一方で、模造品であっても堂々とそれを謳い、高い評価を得て後世になってもコレクターズアイテムになったりして人気を博すものもある。
17世紀。19世紀からフランスで始まる芸術嗜好『ジャポニスム』(日本趣味)の萌芽か、すでにヨーロッパには日本、中国、朝鮮、それに東南アジア地域からさまざまな物品が持ち込まれていた。フランス革命に散った、かのマリー・アントワネットもそれら多くの渡来品をコレクションしていたそうで、日本から持ち込まれた[漆器]もその一つ。
明や清(現在の中国)から持ち込まれた[陶器]は、故に[China](チャイナ)と呼ばれ、日本から持ち込まれた[漆器](しっき)は[Japan](ジャパン)と呼ばれた。ともに往時のヨーロッパにはなかったものだ。
当時、[China]も[Japan]も例外なく模造品がつくられたが、特に日本から持ち込まれた[漆器]を模倣するには大きな障害があった。
[漆器]の塗料となる木材の[ウルシ]はヨーロッパには自生しておらず、代替として[ラックカイガラムシ]から抽出する[ラック]が塗料として使用された。
そのため、[完全模倣]にはならなかった[模造漆器]ではあったが、出来が良かったからか[Japanning](ジャパニング)と呼ばれて人気を博したのだそうだ。
そんな諸々を踏まえ、本学(国際文化理容美容専門学校 渋谷校/国分寺校)に本拠を置く『美容考古学研究所』(村田孝子 所長)が10月25日(金)に開講した『第5回美容考古学フォーラム』のテーマは、ずばり『漆』(うるし)。

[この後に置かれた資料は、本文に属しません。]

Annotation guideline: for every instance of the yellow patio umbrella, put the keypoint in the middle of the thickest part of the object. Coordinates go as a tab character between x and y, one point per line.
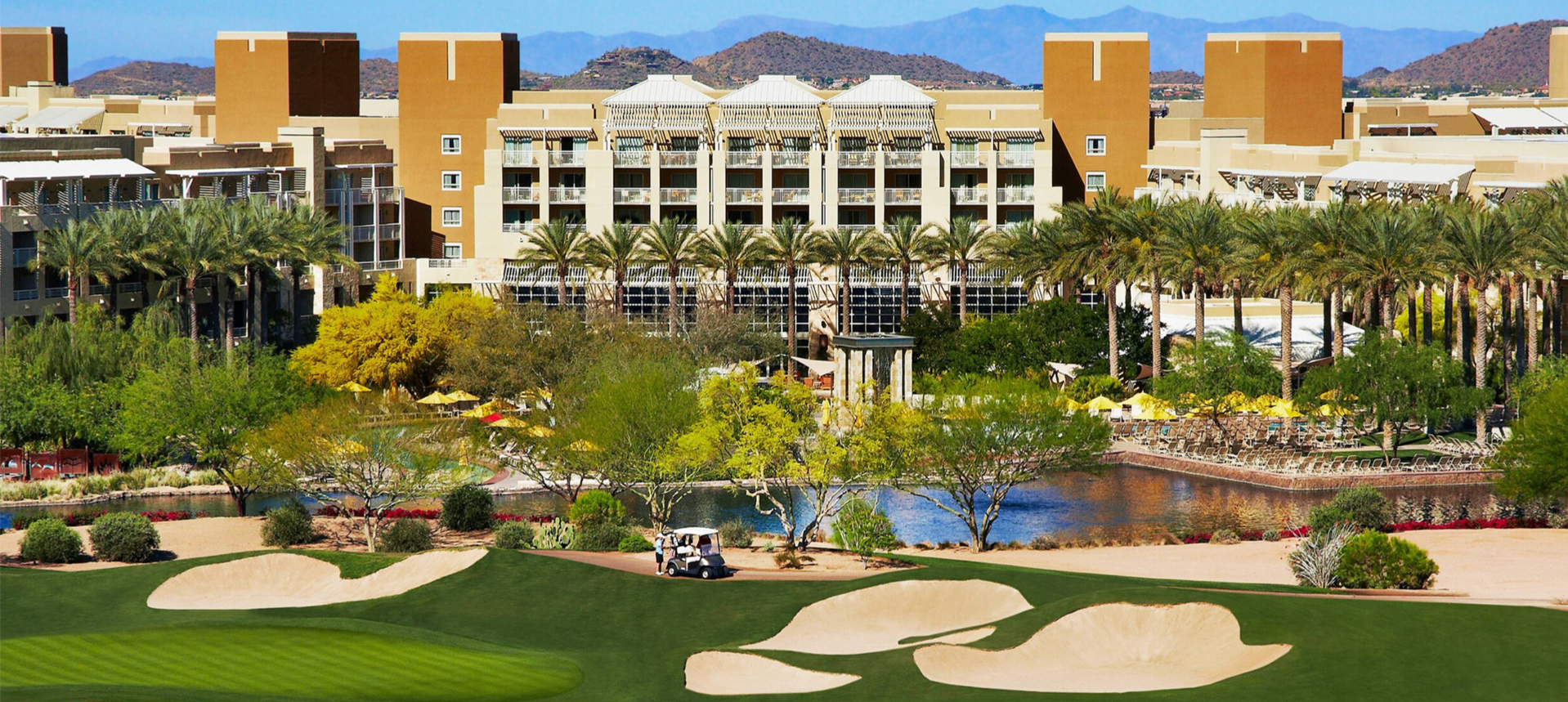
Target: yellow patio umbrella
1103	405
435	398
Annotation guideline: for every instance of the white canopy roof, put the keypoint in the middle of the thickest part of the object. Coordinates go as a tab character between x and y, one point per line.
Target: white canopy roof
662	90
772	90
1400	172
60	116
83	168
1516	118
883	90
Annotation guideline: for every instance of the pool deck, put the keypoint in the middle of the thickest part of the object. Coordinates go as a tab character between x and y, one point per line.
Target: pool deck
1134	455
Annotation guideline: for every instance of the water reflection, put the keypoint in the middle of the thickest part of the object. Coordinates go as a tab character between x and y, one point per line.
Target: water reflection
1115	503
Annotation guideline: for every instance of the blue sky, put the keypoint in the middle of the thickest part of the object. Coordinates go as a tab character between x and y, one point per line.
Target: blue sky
165	29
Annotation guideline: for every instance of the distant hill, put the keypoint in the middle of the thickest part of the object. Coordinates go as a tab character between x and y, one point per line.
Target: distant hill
827	65
1504	56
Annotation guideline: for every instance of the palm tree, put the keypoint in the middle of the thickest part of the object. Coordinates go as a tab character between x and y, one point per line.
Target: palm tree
786	245
558	245
1195	248
729	248
1482	251
844	249
615	249
902	242
963	245
673	246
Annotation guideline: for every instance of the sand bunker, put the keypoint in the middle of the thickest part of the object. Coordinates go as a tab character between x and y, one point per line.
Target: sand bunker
724	673
293	580
1109	649
880	618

[ジャパン]と[ジャパニング]、オリジナルと模造品、どちらをとっても「日本」の名を冠するこの『漆器』にスポットを当て、美術史研究家の日高 薫さんを講師に招き、塗料としての[ウルシ]から工芸品としての[漆器]、それに世界最古の[ウルシ塗料器具]は、なんと縄文時代製! だったのではないかということからも、その歴史についてもご教授いただき、魅力を存分に伝えていただいた。
近年の世界的なツーリズムの影響からか、ある意味[21世紀のジャポニスム]然とした気運高まる世の中にあって、ワタクシたち日本人さえも忘れがちな世界に冠たる『漆器』の魅力。今回のフォーラムは、まさに「ディスカバージャパン」、日本を再発見するような講習でありました。